Selbsthilfewerkstätten müssen nicht an eine Kfz-Werkstatt angeschlossen sein. Und der Betreiber muss auch keinen Meisterbrief besitzen. Wenn einem Kunden das wichtig ist, kann er darauf achten – manche Werkstätten werben damit. Die Selbsthilfewerkstatt Tiger ist an eine Kfz-Werkstatt angeschlossen. Die Mechaniker helfen weiter, wenn der Laie eine Frage hat. Chojnacki empfiehlt totalen Anfängern dennoch, sich vorher im Internet in Erklärvideos kurz die Handgriffe der Reparatur anzusehen, die er vorzunehmen gedenkt. «Und uns lieber einmal mehr fragen als zu wenig», sagt der Mechaniker.
Geht etwas schief, haftet in jedem Fall der Kunde, sagt Engelmohr. Diese Regel gilt auch dann, wenn das Auto nach Empfehlung einer der Profis repariert worden ist. Ausnahme: Wenn ein von der Werkstatt verkauftes und durch den Kunden eingebautes Ersatzteil Mängel hat. «Die Betriebe können ihre Haftung noch weiter beschränken», sagt Engelmohr. «Kunden sollten deshalb auf Aushänge achten.»
Daher empfiehlt Engelmohr die Nutzung von Selbsthilfewerkstätten vor allem ambitionierten und informierten Laien. «Manchmal ist ja heutzutage sogar der Tausch einer Glühbirne im Scheinwerfer eine knifflige Arbeit.» An Motor und Antrieb empfiehlt er gleich ganz, nur Fachleute ranzulassen. «Dasselbe gilt für Bremsen und Fahrwerk.»

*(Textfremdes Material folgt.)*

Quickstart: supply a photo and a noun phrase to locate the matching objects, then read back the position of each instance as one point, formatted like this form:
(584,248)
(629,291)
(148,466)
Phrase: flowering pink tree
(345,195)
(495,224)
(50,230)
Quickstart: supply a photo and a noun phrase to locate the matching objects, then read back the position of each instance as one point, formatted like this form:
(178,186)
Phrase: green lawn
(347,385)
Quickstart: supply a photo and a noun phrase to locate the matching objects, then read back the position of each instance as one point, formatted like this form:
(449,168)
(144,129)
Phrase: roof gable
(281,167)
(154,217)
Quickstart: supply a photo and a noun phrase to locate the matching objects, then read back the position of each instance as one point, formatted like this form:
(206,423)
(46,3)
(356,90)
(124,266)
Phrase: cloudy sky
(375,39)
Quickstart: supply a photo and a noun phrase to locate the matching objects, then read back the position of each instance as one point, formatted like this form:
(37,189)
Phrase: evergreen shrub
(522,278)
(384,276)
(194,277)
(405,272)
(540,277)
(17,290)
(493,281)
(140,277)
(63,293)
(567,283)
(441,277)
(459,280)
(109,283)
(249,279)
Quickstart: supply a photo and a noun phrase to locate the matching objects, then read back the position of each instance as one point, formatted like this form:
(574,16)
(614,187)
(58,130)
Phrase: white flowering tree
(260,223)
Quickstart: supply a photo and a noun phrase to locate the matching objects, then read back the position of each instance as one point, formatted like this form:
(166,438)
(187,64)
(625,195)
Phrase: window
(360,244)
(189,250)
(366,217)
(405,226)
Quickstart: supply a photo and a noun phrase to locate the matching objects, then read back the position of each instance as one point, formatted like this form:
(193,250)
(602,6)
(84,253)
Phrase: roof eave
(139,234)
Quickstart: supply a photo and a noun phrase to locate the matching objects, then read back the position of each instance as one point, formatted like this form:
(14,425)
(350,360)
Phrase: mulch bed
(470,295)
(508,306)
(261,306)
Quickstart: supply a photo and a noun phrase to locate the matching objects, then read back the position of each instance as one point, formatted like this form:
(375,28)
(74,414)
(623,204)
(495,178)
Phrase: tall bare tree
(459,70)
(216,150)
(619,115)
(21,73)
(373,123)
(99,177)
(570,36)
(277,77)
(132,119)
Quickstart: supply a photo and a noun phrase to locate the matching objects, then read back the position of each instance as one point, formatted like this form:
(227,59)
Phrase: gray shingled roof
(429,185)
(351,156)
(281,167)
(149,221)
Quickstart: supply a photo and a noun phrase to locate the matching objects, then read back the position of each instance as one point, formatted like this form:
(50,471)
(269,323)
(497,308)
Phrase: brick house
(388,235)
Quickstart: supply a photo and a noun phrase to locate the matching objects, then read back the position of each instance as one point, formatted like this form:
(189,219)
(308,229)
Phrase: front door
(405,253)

Darauf weist auch Hans-Ulrich Sander vom Tüv Rheinland hin – und ist deutlich rigoroser: «Am Fahrzeug zu arbeiten, sollte Profis vorbehalten bleiben.» Er hat zwar prinzipiell nichts dagegen, dass Laien den Luftdruck der Reifen selbst überprüfen oder einen Ölwechsel machen. Er warnt aber davor, die Komplexität vermeintlich einfacher Aufgaben zu unterschätzen. Etwa bei der Batterie. «Wer ein Ladegerät falsch anbringt, der kann viel kaputt machen.» Bei älteren Autos seien manche Aufgaben vergleichsweise einfach – aber bei neueren mache es die verbaute Elektronik Laien zunehmend schwerer.
Für leichtere Arbeiten kann sich ein Besuch in der Selbsthilfewerkstatt allerdings lohnen, ohne gefährlich zu werden. Zu 99 Prozent sei es günstiger, sagt Chojnacki von der Selbsthilfewerkstatt Tiger. Tatsächlich kostet ein Ölwechsel in der Werkstatt schnell mal an die 100 Euro. Wer geschickt genug ist, kann beim Selbermachen rund 60 Euro sparen – die Kosten für neues Öl, einen neuen Filter und die Werkstattstunde schon eingerechnet.